Die Sicherheitslage ist prekär

Wegen der unkalkulierbaren Sicherheitslage müssen die Ex-Pats, die sich in Banguí zusammengefunden haben, mit einer Vielzahl von Einschränkungen leben. Neben Dörken, der 20 Jahre lang in der benachbarten Demokratischen Republik Kongo gearbeitet hatte, hat sich eine ziemlich bunte Truppe in Banguí gefunden: Aus dem Kongo kam ein Agrarökonom. Ein Niederländer mit Wohnsitz Togo ist für Bauprojekte zuständig. Ein Belgier mit Wohnsitz Kongo/Brazzaville ist der Logistiker. Ein Franzose mit Wohnsitz Simbabwe betreut ein Gärtnerprojekt in Banguí. Und Wylmyne Dumorne hält die Finanzen zusammen.

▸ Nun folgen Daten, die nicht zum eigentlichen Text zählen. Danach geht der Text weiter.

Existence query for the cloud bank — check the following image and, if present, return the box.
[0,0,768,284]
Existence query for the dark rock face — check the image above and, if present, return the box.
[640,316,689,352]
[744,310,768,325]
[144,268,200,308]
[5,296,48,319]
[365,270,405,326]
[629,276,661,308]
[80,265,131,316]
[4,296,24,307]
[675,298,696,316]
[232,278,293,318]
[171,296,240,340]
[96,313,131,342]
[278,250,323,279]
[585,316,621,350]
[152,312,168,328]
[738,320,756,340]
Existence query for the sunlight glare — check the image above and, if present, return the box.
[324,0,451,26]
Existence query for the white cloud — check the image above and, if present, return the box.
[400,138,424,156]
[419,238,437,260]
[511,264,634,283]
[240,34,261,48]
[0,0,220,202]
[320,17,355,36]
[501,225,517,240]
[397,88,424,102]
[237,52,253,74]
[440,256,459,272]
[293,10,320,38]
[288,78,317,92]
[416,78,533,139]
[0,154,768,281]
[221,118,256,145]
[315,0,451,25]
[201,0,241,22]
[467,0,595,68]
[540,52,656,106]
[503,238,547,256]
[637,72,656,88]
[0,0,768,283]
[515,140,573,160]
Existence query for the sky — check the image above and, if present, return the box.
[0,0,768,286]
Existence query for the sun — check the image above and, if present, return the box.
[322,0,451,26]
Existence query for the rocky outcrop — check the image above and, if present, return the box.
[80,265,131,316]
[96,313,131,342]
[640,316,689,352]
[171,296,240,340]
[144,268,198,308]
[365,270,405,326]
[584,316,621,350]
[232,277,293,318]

Alle leben oberhalb des Welthungerhilfe-Büros in einer Zwangs-Wohngemeinschaft in winzigen Zimmern. „Hier kann jederzeit alles passieren“, sagt Dörken über die Sicherheitslage. Seine Skepsis löste sich schnell auf. Denn: „Auf Wylmyne kann ich mich jederzeit verlassen,“ erzählt er. Sie lege fehlerfreie Finanzberichte vor. Unterstützt wird sie von einer zentralafrikanischen Buchhalterin, die Dörken ebenfalls für eine besondere Förderung vorschlagen will.

Im Februar 2017 wird Wylmyne Dumorne ihre perfekten Finanzberichte im Welthungerhilfe-Büro in Goma im benachbarten Kongo vorlegen. Banguí stresst nicht nur sie, sondern geht allen Ex-Pats ziemlich auf die Nerven. „Ich bin jung. Ich will endlich mal wieder ausgehen“, sagt sie. In Goma kann die Sicherheitslage zwar auch schwierig werden. Aber der Ostkongo ist auf Dumornes Karriereleiter erst einmal der nächste Aufstieg. Simone Pott sagt über sie: „Wir erwarten noch einiges von ihr.“

Die Autorin hielt sich auf Einladung der Welthungerhilfe in Banguí auf.